I slowly began compiling a list of sites, both from my own research and the suggestions made by the SSHS members. Eventually, I settled on fourteen different stops that would take about an hour to travel to. The SSHS has no other published walking tours and so I aimed to cover a wide range of topics to inspire interest in a wide range of people. The walk contains transport, educational, council, medical and recreational buildings, as well as, parks and a cemetery. I also took into consideration the audience for the walking tour. The visitors to the museum are mostly older adults or young families. The walking tour could not be very long as neither of these parties can travel for long periods. The tour takes around one hour to complete and is on mostly flat and paved surfaces. Initially, I began the project by researching each stop and writing a small blurb about its history and any other interesting facts. The format for this project is a brochure and so the amount I could write had to be limited because of the space constraints. I had trouble limiting my text as there was a lot of information on many of the sites. The majority are heritage listed and can be found on government websites and lists. 

The society offered to place my walking tour on their website to make it more accessible to the public and allow people to complete the tour even when the museum is not open. To complement this idea I translated the tour onto a flyer instead of a brochure. In the digital form, the brochure can be difficult and confusing to read, this will make it easier for online users. 
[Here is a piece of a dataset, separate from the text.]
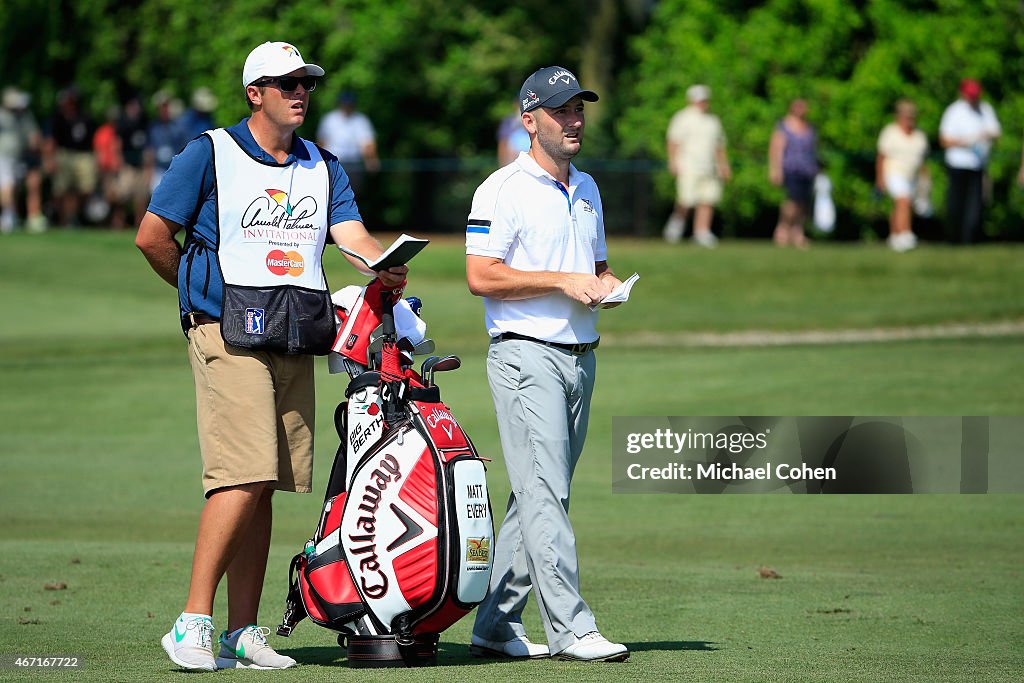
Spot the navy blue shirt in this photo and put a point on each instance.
(187, 196)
The Sutherland Shire hosts many beautiful nature reserves and national parks, the walking tours on offer are focused on these areas and often neglect the built environment. This walking tour is original because it focuses on one town centre and the built environment that boasts an interesting and unique history. 

The walking tour has a two-part aim. The first is to engage the community with the history of Sutherland. Historical awareness and understanding allow the individual to see their surroundings from a different perspective and understand that place has meaning. Hopefully, this walking tour will inspire a greater appreciation of the Sutherland area. Secondly, the tour aims to attract more people to the Sutherland Shire Museum. This museum is run by the SSHS and is where the tour begins and ends. The museum is open every Saturday morning and often struggles to have a high number of visitors. I really wanted to try and address this problem within the project. By centring the walk around the museum the visitor is opened up to both a history of Sutherland town and that of the wider Sutherland Shire. It creates a more enriching experience and allows the museum to move further into the public sphere.
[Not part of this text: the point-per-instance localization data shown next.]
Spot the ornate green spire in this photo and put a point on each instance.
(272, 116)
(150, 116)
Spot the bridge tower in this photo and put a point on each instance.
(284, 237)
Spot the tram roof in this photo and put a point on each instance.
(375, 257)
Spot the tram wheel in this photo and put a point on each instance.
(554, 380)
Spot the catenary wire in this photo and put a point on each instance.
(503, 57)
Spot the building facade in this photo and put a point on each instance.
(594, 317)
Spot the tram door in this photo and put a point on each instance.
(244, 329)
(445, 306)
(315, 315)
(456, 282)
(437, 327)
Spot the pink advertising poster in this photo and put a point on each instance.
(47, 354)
To gain the most exposure for the walking tour I am also investigating other mediums of advertisement for this project. The Sutherland Shire Council website would provide good exposure for the tour and the museum, hopefully boosting the numbers of visitors. The museum is very interesting and the SSHS has provided a unique space where the history of the Sutherland Shire can be explored. I hope that the museum will thrive and that more people will be able to experience the history that it offers. 
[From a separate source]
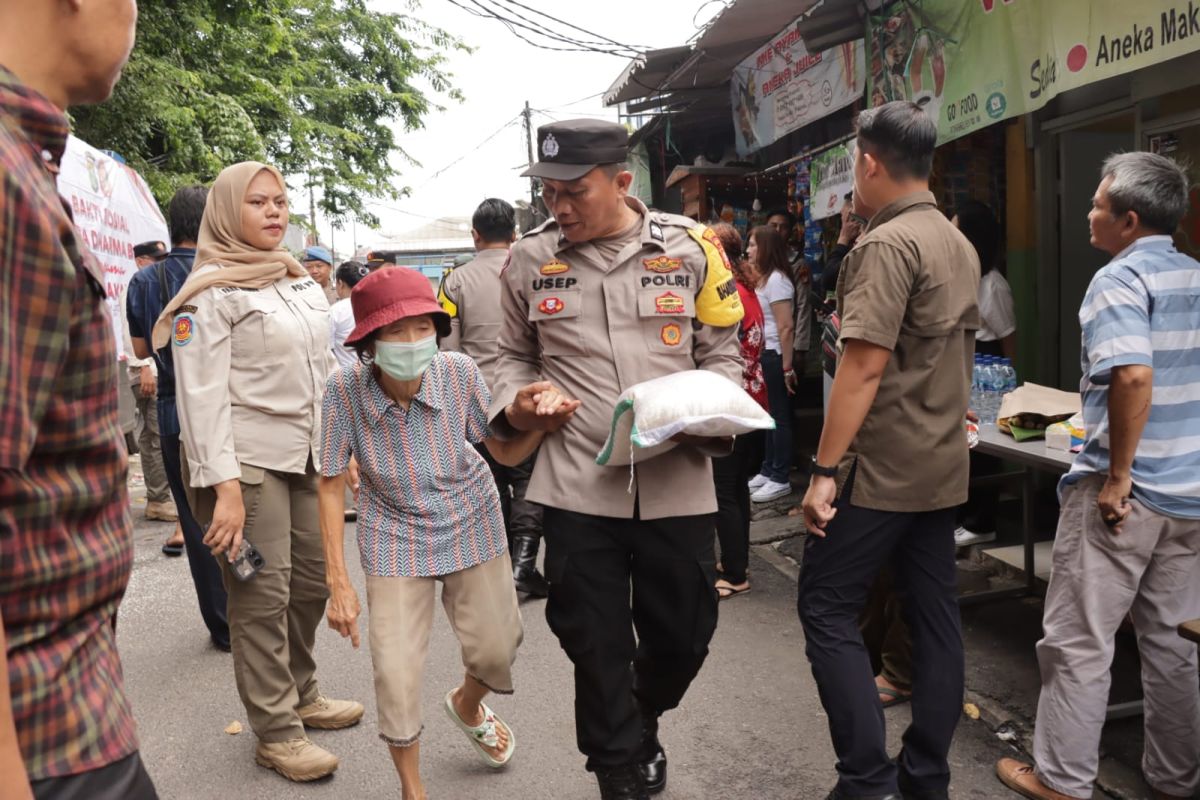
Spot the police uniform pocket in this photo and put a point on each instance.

This subject and project have allowed me to be involved in a community that I did not even know existed up until a few months ago. I have thoroughly enjoyed the time I have spent with the SSHS. The walking tour project has come to its completion and I am extremely excited about the possibilities it presents. Although this is the case I am still keen to be involved with the SSHS and the museum. The other projects that were discussed in the earlier stages of the process still need to addressed and I am excited to see where they could take me. I am very grateful for this experience and the SSHS for taking me under their wing and supporting me throughout this project.  

One thought on “Taking A Walk Down Memory Lane: A Walking Tour of Sutherland”

  1. What a wonderful project and what a refreshing and much appreciated injection of young enthusiasm to boost SSHS aspirations – bringing our local history to the community in an appealing way. Thankyou Tess. I will help to spread word of your walking tour through our Bulletin. Please contact the Editor about this.